Michael Krawitz, a U.S. Air Force veteran and legalization activist who has worked for years to reform international treaties on marijuana, told Marijuana Moment that the evidence about marijuana’s medical benefits included in the review was insufficient. He said it was reflective of the “creeping slow nature of the international bodies,” which have not viewed marijuana reform as “a priority.”
“Why did it take so long?” Krawitz said. “Why is it 2018 and they’re just now reviewing a treaty that should have been reviewed in the ‘70s or the ‘80s or the ‘90s?”
In some respects, the research situation is a bit of a catch-22. Part of the reason for the lack of clinical research into marijuana is that it’s prohibited under international treaties, which bar United Nations (UN) member states from legalizing cannabis for non-medical or scientific reasons.
“Often, the U.S. government hid behind its obligations under the Single Convention to avoid expanding research into illicit substances, even as scientific and medical exceptions to prohibition were explicitly spelled out in the U.N. treaty for marijuana and other drugs,” the Brookings Institution’s John Hudak explained.
The last section of the new pre-review deals with the epidemiology of marijuana. While recognizing that cannabis “has some therapeutic potential,” the review also raised concerns about several short-term and long-term effects of use, which “may be relevant to public health.”
The acute effects, according to the commission, include “[c]ognitive effects including impaired short-term memory, altered judgement and impaired motor coordination, which increase the risk of injuries (best studied with traffic injuries under the influence of cannabis, where causality has been established despite some negative epidemiological results)” and “altered judgement,” which “may also lead to problematic decisions with respect to increasing risk of sexually transmitted diseases.”
The committee determined that heavy, frequent use was also associated with “[i]mpairment of the brain (especially of the adolescent brain),” “[p]oor educational outcome and partially lasting cognitive impairments, with increased likelihood of dropping out of school” and “[i]ncreased risk of chronic psychosis disorders (including schizophrenia) in persons with a predisposition to such disorders.”
Why this pre-review matters
Reform advocates hope that the pre-review will be accepted and there will be a subsequent call for a more in-depth critical review. That would involve a deliberative process allowing experts to provide the committee with new information before a final recommendation on cannabis’s status would be made to UN Secretary-General António Guterres.
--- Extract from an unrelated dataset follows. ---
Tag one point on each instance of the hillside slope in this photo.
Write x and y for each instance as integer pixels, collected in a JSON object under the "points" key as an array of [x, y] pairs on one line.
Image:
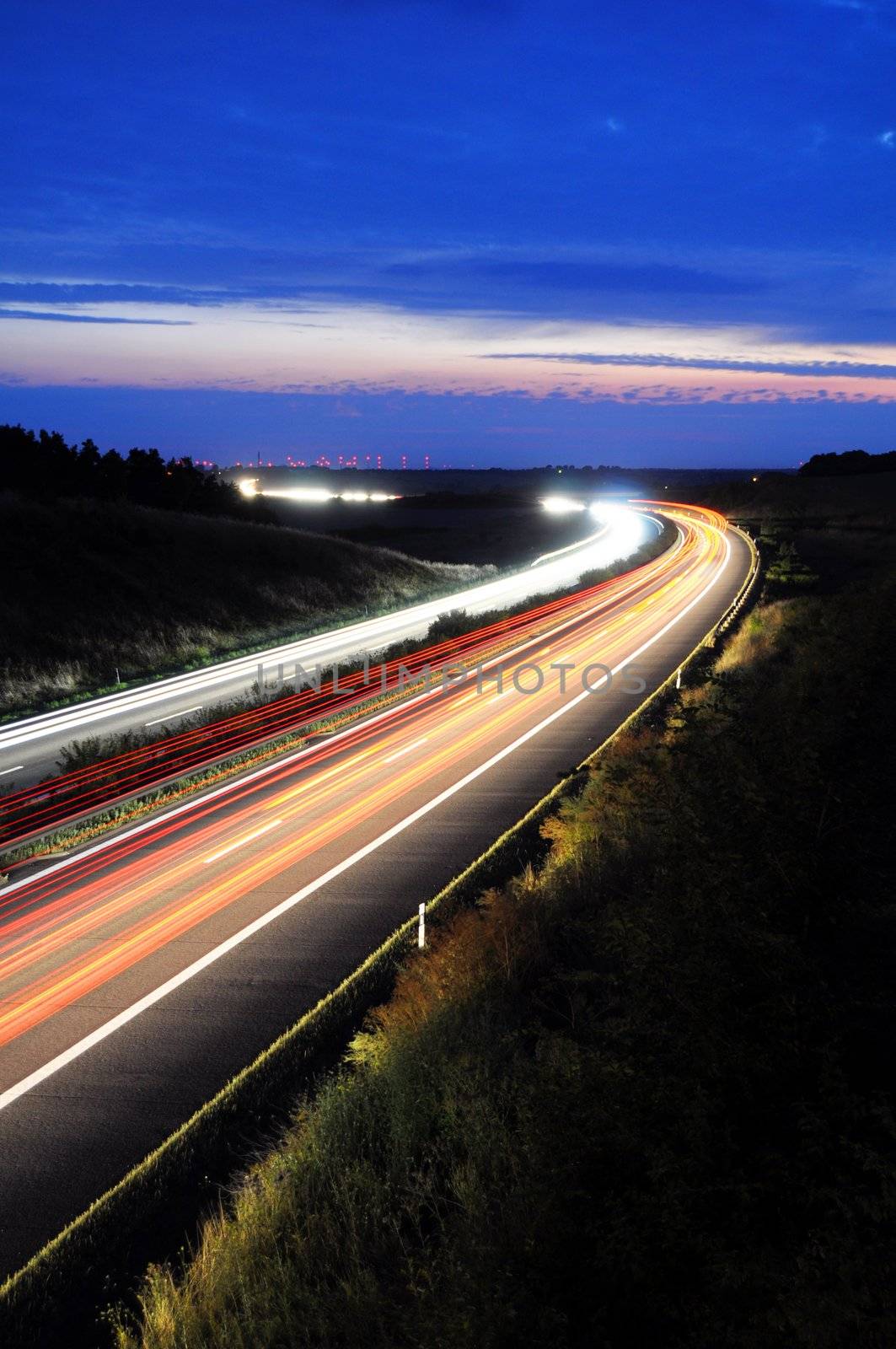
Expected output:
{"points": [[96, 586]]}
Guterres is a supporter of broad drug policy reform. As Portugal’s prime minister, he oversaw the enactment of a law decriminalizing marijuana and other drugs. In a March speech before the UN’s drug policy body, he touted the success of that policy.
Krawitz said an ideal outcome of the current review would be a committee recommendation to remove cannabis from the international treaty’s list of schedule 4 drugs, which could ultimately free up member states to push ahead with their own reform efforts.